Sul piano della compatibilità tra dottorato e lavoro restano le conquiste dell'ADI per quel che riguarda la tutela dei dottorandi senza borsa, ma non è previsto nulla per permettere ai dottorandi con borsa di svolgere attività lavorative non direttamente connesse al progetto di ricerca. Si tratta di una possibilità che riteniamo necessario concedere sia per motivi curriculari e sia perchè spesso l'attuale importo della borsa non è sufficiente al sostentamento dei dottorandi.

 

Dottorato innovativo

Rileviamo, ancora, l’ampliamento dell’offerta del dottorato innovativo nelle sezioni Internazionale, Intersettoriale e Interdisciplinare. Anche se l’ADI, nella campagna di Valorizzazione del Dottorato nel mondo delle Imprese, ha proposto di inserire durante il dottorato di ricerca corsi che favoriscano la conoscenza del mondo del lavoro extra-accademico, la nostra preoccupazione è la degenerazione dello strumento del dottorato innovativo da parte delle aziende, che potrebbe portare a un vero e proprio sfruttamento del capitale umano altamente qualificato, con una retribuzione di poco più di 1000 Euro al mese, a carico dello Stato e senza alcuna garanzia di assunzione alla fine del percorso dottorale. Permane inoltre il vincolo di restituzione della borsa in caso di cessazione del dottorato prima del periodo previsto dei 36 mesi. Si tratta di una previsione estremamente penalizzante per il dottorando per due ragioni. Innanzitutto, perchè sarebbero restituite le rate della borsa di studio percepite durante il periodo in cui si è effettivamente lavorato e sostenuto tutte le spese di vitto, alloggio e trasporti necessarie a svolgere il dottorato e vivere. Inoltre, in un asfissiante meccanismo di controllo punitivo, la restituzione della borsa è legata a un numero elevato di casi che possono avere anche poco a che fare con l’impegno e la volontà del dottorando: oltre alla valutazione annuale negativa da parte del Collegio dei docenti, la borsa può essere revocata anche se il dottorando non effettua nelle tempistiche e per la durata previste, il periodo di ricerca all'estero e le attività in azienda, oltre che per ritardi nella trasmissione di tutte le periodiche documentazioni di reporting.

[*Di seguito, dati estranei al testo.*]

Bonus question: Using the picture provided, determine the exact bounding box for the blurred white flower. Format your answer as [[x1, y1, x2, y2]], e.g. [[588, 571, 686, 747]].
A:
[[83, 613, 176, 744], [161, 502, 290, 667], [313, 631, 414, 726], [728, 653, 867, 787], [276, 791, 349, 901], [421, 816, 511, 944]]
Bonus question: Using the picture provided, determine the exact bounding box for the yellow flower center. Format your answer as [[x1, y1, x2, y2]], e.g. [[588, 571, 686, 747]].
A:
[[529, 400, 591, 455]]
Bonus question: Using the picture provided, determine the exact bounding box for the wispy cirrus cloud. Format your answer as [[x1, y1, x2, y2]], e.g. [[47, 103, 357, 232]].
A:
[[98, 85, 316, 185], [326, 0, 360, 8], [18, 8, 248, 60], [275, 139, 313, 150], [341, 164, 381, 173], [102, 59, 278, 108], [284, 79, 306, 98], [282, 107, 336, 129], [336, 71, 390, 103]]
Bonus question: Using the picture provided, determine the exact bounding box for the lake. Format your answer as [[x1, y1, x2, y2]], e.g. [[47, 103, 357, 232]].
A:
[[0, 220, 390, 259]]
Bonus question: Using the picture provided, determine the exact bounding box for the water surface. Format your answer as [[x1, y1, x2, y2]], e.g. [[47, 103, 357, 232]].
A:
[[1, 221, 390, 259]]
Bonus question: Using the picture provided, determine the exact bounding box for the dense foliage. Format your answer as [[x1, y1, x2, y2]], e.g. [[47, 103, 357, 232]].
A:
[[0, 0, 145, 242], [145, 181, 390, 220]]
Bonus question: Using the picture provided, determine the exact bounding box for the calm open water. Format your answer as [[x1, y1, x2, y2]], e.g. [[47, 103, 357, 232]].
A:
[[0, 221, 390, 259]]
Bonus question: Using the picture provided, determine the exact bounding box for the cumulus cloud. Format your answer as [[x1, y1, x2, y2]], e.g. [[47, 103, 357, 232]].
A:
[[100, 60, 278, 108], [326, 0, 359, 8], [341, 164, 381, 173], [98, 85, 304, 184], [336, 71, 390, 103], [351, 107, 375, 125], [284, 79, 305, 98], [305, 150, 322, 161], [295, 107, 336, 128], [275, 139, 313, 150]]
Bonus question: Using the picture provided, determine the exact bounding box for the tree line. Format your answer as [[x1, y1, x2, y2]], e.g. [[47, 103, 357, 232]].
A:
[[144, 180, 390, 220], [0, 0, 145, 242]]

Altra problematica relativa al potenziamento del dottorato innovativo riguarda la penalizzazione dei settori umanistici e sociali, così come della ricerca di base che, insieme alla concentrazione delle risorse nelle aree più competitive del Paese dal punto di vista economico, potrà favorire la frattura dell'offerta dottorale italiana.

 

La proposta ADI sul Dottorato

Per far fronte alle criticità finora evidenziate e rimaste irrisolte, nonostante il susseguirsi delle Linee guida, l’ADI ha proposto una riforma giuridica del dottorato di ricerca in Italia, secondo cui - seguendo anche l’esempio virtuoso di alcune realtà del Nord Europa - il dottorato verrebbe inquadrato come un’attività di formazione-lavoro. La nostra proposta avrebbe l’effetto di riconoscere molti diritti oggi negati ai dottorandi e risolverebbe finalmente le tante contraddizioni del sistema italiano finora esposte. È dunque giunto il momento di dare corpo alla riforma complessiva del DM 45 proposta dall’ADI, che per capisaldi prevede: stop al dottorato senza borsa, reintroduzione della possibilità di proroga nella consegna della tesi, abolizione della tassazione sui dottorandi borsisti, aggancio della borsa al minimale contributivo INPS e aumento della borsa di studio in linea con gli altri Paesi europei.